Federal directives and protocols to protect classified national security information and intelligence within government entities have been in place since the 1980s, and the digital revolution has given way to several security regulations that impact all markets and industries. The following common privacy regulations affecting a variety of enterprise businesses and data centre facilities include requirements for limiting physical access to information systems, equipment and IT operating environments to authorised individuals.
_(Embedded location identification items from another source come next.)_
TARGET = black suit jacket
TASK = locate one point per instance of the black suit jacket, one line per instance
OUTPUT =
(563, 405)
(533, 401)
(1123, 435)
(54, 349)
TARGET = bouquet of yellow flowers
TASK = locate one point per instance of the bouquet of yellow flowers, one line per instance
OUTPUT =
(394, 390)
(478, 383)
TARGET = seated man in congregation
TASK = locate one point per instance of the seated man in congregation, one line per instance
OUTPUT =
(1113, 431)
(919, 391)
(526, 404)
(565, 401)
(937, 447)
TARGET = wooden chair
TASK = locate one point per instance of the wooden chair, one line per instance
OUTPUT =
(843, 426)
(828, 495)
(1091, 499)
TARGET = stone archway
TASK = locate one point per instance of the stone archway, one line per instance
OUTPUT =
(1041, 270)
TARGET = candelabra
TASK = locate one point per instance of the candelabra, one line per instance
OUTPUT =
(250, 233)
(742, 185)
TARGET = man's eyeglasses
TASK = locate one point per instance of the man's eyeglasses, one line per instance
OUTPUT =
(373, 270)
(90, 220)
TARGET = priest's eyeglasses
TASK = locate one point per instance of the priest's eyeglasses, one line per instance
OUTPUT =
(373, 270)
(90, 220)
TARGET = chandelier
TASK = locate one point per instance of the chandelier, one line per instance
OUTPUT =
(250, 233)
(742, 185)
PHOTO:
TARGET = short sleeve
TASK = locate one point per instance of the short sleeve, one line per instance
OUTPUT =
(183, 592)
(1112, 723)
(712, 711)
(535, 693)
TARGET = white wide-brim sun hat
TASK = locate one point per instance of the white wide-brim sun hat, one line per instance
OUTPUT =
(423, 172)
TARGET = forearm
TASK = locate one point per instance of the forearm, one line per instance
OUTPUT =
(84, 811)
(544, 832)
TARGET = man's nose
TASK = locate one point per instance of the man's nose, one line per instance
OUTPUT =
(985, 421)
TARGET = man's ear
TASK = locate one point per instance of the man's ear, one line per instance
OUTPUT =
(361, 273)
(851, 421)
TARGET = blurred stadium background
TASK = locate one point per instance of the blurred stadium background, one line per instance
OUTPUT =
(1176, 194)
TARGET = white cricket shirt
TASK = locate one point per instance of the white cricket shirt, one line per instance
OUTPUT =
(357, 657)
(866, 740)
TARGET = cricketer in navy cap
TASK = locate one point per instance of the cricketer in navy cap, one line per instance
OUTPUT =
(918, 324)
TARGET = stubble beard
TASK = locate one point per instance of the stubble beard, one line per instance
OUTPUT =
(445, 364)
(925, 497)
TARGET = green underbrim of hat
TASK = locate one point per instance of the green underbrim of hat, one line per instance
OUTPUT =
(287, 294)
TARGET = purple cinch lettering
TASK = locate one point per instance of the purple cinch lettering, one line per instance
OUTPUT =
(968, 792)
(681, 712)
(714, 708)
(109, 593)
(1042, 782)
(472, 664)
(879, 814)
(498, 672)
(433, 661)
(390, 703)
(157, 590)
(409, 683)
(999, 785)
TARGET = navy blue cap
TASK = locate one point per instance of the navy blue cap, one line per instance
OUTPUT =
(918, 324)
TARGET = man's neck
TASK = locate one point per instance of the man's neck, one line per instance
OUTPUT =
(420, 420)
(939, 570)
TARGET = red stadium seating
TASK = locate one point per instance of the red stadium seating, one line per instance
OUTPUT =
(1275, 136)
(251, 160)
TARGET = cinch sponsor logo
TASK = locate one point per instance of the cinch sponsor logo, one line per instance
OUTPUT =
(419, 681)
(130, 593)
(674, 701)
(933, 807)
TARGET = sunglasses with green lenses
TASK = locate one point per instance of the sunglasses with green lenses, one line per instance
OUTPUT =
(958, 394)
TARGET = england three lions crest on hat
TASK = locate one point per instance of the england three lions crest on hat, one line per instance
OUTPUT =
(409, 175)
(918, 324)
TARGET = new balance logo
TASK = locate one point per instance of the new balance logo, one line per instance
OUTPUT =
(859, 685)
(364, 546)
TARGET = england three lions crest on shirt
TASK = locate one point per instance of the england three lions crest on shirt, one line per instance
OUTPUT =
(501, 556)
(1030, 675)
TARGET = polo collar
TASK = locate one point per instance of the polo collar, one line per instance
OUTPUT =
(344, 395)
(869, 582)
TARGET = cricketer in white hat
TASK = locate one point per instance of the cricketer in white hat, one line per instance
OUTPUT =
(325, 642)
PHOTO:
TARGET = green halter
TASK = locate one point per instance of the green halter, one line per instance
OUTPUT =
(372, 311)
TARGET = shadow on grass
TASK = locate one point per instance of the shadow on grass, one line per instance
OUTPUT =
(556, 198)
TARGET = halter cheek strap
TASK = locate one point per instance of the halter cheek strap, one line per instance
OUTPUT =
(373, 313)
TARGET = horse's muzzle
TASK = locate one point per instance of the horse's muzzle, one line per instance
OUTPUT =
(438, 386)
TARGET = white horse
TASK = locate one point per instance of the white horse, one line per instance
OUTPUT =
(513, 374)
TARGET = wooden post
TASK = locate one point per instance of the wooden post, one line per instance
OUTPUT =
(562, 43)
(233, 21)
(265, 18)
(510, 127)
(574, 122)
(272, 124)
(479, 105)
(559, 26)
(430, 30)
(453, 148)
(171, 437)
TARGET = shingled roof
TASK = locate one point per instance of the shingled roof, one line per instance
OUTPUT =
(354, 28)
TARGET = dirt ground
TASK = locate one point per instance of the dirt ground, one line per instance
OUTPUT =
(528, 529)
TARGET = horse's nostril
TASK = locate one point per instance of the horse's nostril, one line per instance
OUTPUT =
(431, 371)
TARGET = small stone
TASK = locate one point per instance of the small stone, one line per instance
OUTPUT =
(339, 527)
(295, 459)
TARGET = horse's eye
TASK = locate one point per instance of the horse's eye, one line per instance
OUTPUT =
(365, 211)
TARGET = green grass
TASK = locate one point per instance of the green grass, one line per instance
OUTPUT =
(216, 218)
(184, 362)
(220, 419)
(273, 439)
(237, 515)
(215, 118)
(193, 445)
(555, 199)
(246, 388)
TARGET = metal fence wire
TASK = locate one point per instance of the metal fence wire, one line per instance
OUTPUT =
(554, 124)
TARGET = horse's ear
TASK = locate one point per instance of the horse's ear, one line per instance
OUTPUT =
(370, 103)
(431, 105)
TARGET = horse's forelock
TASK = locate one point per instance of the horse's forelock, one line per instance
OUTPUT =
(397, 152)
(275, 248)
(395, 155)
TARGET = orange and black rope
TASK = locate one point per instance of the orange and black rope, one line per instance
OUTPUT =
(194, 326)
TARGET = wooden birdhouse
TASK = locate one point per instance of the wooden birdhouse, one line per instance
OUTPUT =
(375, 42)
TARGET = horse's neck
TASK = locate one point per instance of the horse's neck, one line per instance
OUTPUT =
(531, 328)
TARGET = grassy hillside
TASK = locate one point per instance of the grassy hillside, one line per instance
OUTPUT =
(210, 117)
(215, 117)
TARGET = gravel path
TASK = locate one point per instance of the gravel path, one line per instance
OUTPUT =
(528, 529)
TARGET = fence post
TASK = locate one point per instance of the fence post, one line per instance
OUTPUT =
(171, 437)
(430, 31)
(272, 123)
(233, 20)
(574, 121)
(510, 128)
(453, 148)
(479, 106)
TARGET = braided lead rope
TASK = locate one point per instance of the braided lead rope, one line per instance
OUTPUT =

  • HIPAA and HITECH: The Health Insurance Portability and Accessibility Act (HIPAA) and the Health Information Technology for Economic and Clinical Health (HITECH) Act focus on the protection of personal health information and electronic health records. With violation penalties that can reach $1,5-million, these two acts apply to hospitals and healthcare facilities, as well as companies that need to access or transmit this type of information.
  • Sarbanes-Oxley: Mandatory for all organisations, the Sarbanes-Oxley Act of 2002 (often abbreviated as SOX) was enacted in response to financial scandals that occurred in the late 1990s. The act specifies the types of information to be stored by businesses and the amount of time it should be stored. SOX requires businesses to have an auditable trail of information, physical security, and a system for monitoring and reviewing access on a periodic basis.
  • PCI-DSS: Established jointly by Visa, MasterCard, Discover and American Express, the Payment Card Industry Data Security Standard (PCI-DSS) relates to all businesses that accept credit card payments – either online or off. Requirement 9 of PCI-DSS states that any physical access to data or systems should be appropriately restricted and entry controls used to limit and monitor physical access to systems that store, process or transmit cardholder data.
  • EU general data protection regulation: This regulation unified data protection within the European Union (EU) and within organisations outside of the EU that process any personal data of EU residents. It requires any entity that holds personal data to keep the data safe and secure from potential abuse, theft or loss.
  • SSAE 16: Issued by the American Institute of Certified Public Accountants, SSAE 16 is an auditing standard that covers data centre security, controls, management and operating effectiveness. Geared primarily towards traded enterprises, financial institutions, healthcare organisations and large colocation data centres, SSAE 16-compliant data centres restrict physical access to the data centre through a combination of physical security systems and biometric identification.
  • Cloud Security Alliance (CSA): With nearly 50 000 members, this non-profit organisation, working to promote security within cloud computing providers and facilities, heads several research and education initiatives to help companies ensure secure cloud computing services. They also help to assess the security of private and public cloud computing facilities, including physical security and access control.

Data centres were once viewed as supporters of a business model, but today they are the business model. With virtually all business now accomplished via the data centre, enterprise companies need to protect private data from both external and internal security breaches to comply with regulations and to protect their customers and their reputation.

As the overall need for physical security in the data centre gains more attention in the aftermath of security breaches, the TIA TR42.1 works even on a physical network security standard that will provide guidelines for protecting critical network equipment from unauthorised access. The standard is slated to recommend the capability to detect and report unauthorised access to cabinets and device connections or disconnections via DCIM. To overcome the challenges of physical security at the cabinet level, government and enterprise data centres need enhanced cabinet access systems that ensures indisputable audit trails, integrates with existing facility security systems, offers flexible deployment options and significantly cuts deployment and operating costs – all while maintaining the highest level of regulatory compliance.